Thomas B. Spillane

Retired Partner


Thomas B. Spillane, Jr. is a partner and business lawyer with Foley & Lardner LLP. A seasoned business counselor, his practice focuses on mergers and acquisitions, domestic and international joint ventures, restructuring transactions, bankruptcy acquisitions, executive compensation planning, director representation, project finance transactions and general corporate representation of public and private companies in a variety of industries, including automotive, technology, aerospace, real estate development, energy, casinos and health care. Thomas is former co-chair of the firm's Automotive Industry Team, and a member of the Transactional & Securities, Private Equity & Venture Capital and International Practices, as well as the Health Care Industry Team.

Thomas combines years of corporate legal representation along with his background as a certified public accountant at a Big 4 accounting firm, to advise clients on the appropriate structure and tax aspects of acquisitions, divestitures, joint ventures and management incentive compensation plans.

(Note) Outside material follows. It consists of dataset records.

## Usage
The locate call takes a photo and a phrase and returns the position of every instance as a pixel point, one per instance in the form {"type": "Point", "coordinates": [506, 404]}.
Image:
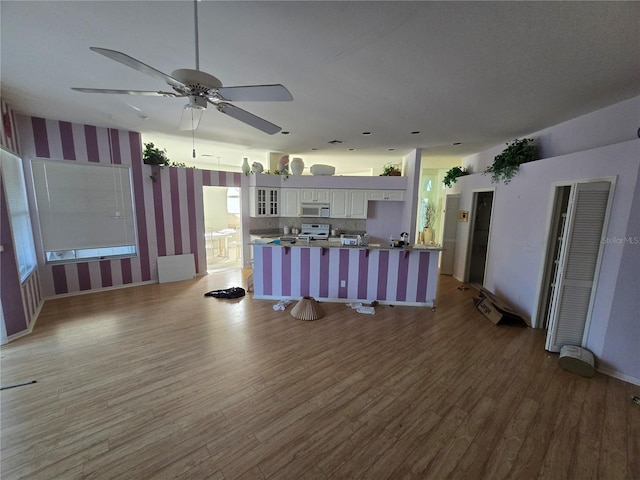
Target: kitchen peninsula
{"type": "Point", "coordinates": [332, 272]}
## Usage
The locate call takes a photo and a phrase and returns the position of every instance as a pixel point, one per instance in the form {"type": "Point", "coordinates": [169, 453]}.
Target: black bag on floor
{"type": "Point", "coordinates": [233, 292]}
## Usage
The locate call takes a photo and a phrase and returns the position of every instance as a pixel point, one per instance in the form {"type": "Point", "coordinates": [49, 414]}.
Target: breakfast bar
{"type": "Point", "coordinates": [331, 272]}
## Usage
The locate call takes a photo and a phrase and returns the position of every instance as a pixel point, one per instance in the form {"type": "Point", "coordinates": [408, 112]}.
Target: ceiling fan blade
{"type": "Point", "coordinates": [248, 118]}
{"type": "Point", "coordinates": [141, 67]}
{"type": "Point", "coordinates": [127, 92]}
{"type": "Point", "coordinates": [256, 93]}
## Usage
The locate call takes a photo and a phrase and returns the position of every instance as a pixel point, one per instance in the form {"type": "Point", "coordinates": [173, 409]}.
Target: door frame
{"type": "Point", "coordinates": [472, 223]}
{"type": "Point", "coordinates": [451, 241]}
{"type": "Point", "coordinates": [546, 263]}
{"type": "Point", "coordinates": [545, 272]}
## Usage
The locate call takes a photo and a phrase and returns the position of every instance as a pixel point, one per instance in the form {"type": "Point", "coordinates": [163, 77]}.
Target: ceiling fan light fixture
{"type": "Point", "coordinates": [197, 102]}
{"type": "Point", "coordinates": [191, 116]}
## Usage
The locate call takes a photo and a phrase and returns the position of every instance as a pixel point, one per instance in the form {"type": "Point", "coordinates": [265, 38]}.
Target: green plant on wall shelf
{"type": "Point", "coordinates": [430, 213]}
{"type": "Point", "coordinates": [391, 170]}
{"type": "Point", "coordinates": [507, 164]}
{"type": "Point", "coordinates": [154, 156]}
{"type": "Point", "coordinates": [452, 176]}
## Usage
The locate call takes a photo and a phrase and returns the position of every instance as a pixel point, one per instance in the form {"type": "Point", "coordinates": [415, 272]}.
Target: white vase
{"type": "Point", "coordinates": [297, 166]}
{"type": "Point", "coordinates": [257, 168]}
{"type": "Point", "coordinates": [245, 166]}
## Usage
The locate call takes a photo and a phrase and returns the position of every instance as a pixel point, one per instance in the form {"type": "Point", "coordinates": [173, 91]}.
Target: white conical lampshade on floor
{"type": "Point", "coordinates": [307, 309]}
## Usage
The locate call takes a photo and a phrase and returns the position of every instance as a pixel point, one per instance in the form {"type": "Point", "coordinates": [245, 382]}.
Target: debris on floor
{"type": "Point", "coordinates": [282, 304]}
{"type": "Point", "coordinates": [233, 292]}
{"type": "Point", "coordinates": [360, 308]}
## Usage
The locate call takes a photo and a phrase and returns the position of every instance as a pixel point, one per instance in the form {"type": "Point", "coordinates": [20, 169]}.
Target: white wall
{"type": "Point", "coordinates": [521, 218]}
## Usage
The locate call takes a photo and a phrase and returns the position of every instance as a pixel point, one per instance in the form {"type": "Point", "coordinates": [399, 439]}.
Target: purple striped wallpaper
{"type": "Point", "coordinates": [169, 212]}
{"type": "Point", "coordinates": [392, 276]}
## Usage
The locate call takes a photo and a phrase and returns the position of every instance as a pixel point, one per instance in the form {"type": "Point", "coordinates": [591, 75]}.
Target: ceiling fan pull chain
{"type": "Point", "coordinates": [195, 13]}
{"type": "Point", "coordinates": [193, 136]}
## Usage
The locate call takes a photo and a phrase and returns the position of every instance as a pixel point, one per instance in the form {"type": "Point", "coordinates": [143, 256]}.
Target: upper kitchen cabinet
{"type": "Point", "coordinates": [320, 195]}
{"type": "Point", "coordinates": [289, 202]}
{"type": "Point", "coordinates": [348, 203]}
{"type": "Point", "coordinates": [264, 202]}
{"type": "Point", "coordinates": [386, 195]}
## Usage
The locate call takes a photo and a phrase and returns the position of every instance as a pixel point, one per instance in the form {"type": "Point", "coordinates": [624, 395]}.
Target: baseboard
{"type": "Point", "coordinates": [429, 304]}
{"type": "Point", "coordinates": [620, 376]}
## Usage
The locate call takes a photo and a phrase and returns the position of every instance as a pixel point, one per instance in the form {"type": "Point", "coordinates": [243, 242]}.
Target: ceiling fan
{"type": "Point", "coordinates": [200, 89]}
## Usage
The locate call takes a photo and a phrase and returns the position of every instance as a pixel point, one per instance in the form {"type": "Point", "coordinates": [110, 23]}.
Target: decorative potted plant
{"type": "Point", "coordinates": [507, 164]}
{"type": "Point", "coordinates": [391, 170]}
{"type": "Point", "coordinates": [430, 213]}
{"type": "Point", "coordinates": [452, 175]}
{"type": "Point", "coordinates": [154, 156]}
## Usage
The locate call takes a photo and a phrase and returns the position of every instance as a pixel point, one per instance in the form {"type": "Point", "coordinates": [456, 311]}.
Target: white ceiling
{"type": "Point", "coordinates": [480, 73]}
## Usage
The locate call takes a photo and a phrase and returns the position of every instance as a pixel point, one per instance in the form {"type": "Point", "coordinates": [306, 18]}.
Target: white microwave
{"type": "Point", "coordinates": [314, 210]}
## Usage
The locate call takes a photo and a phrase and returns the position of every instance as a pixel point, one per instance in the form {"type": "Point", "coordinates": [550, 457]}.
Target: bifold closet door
{"type": "Point", "coordinates": [576, 275]}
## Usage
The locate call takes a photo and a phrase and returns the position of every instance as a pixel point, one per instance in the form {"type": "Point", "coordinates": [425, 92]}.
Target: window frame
{"type": "Point", "coordinates": [95, 251]}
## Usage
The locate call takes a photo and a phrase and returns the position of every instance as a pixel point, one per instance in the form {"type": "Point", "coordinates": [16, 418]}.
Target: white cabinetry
{"type": "Point", "coordinates": [265, 202]}
{"type": "Point", "coordinates": [386, 195]}
{"type": "Point", "coordinates": [290, 202]}
{"type": "Point", "coordinates": [321, 195]}
{"type": "Point", "coordinates": [348, 203]}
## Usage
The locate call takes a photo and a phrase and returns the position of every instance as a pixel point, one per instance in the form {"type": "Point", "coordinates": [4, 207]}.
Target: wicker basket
{"type": "Point", "coordinates": [307, 309]}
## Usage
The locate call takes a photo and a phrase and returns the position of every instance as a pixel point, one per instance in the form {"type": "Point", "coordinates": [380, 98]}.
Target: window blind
{"type": "Point", "coordinates": [16, 195]}
{"type": "Point", "coordinates": [83, 206]}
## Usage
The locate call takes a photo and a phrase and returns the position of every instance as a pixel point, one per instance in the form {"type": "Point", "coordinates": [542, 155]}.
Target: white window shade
{"type": "Point", "coordinates": [16, 196]}
{"type": "Point", "coordinates": [83, 206]}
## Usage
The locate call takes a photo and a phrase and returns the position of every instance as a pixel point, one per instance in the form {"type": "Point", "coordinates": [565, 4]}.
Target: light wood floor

His vast business, transactional and joint venture experience includes the representation of numerous U.S., European and Asian automotive suppliers; private equity funds; real estate developers in commercial, industrial and retail developments; physician practices; senior executives in compensation arrangements and casino operators.

Representative Experience

Representative transactions handled by Thomas include, among other deals:

  • Acquisition of large global Tier 1 automotive supplier, including management of international aspects of transaction
  • Represent private equity funds on U.S. and international automotive transactions 
  • Acquisition of a company in the energy industry representing management and its co-investment with a private equity fund 
  • Sale of global automotive supplier company to a private equity fund 
  • Acquisition of several companies in aerospace and government contractors 
  • Sale of food distribution company 
  • Casino joint venture ($1B), including handling, development, management and licensing matters 
  • Sale of several companies to Chinese buyers 
  • Numerous joint ventures between physicians and hospitals, surgery centers and physician practice management companies 
  • Joint venture for construction of a stadium project 
  • Creation and unwinding of a strategic global joint venture for two large automotive suppliers 
  • Over 150 acquisition, sale and joint venture transactions of companies valued from $10-200 million involving buy-out funds or strategic industry buyers 
  • Numerous private placement offerings to raise equity or debt for a wide range of healthcare, real estate and technology companies 
  • Regularly represents senior executives and management groups in negotiating executive compensation and equity arrangements in acquisitions, divestitures, going private and restructuring transactions


Thomas has been Peer Review Rated as AV Preeminent®, the highest performance rating in Martindale-Hubbell® Peer Review Ratings™ system. He has been selected for inclusion in the 2009 - 2017 Michigan Super Lawyers® lists as well as recognized as one of the Top 100 Michigan Super Lawyers®. He was also selected by his peers for inclusion in The Best Lawyers in America© in the field of Corporate Law (2018-2022).


Thomas earned a bachelor's degree from the University of Michigan and his law degree from Wayne State University.

Admissions and Professional Memberships

Thomas is admitted to practice in Michigan and is a former chairperson of the Business Entities Committee and the Partnership Committee of the State Bar of Michigan. Thomas is a member of the American Bar Association, State Bar of Michigan, the American Institute of CPAs, the Michigan Association of CPAs and the Original Equipment Suppliers Association.

Community Engagement

Thomas serves on the board of directors for Juvenile Diabetes Research Foundation.

Publications and Presentations

Thomas is a frequent author and lecturer on mergers and acquisitions, corporate restructuring, commercial contract matters and executive compensation arrangements.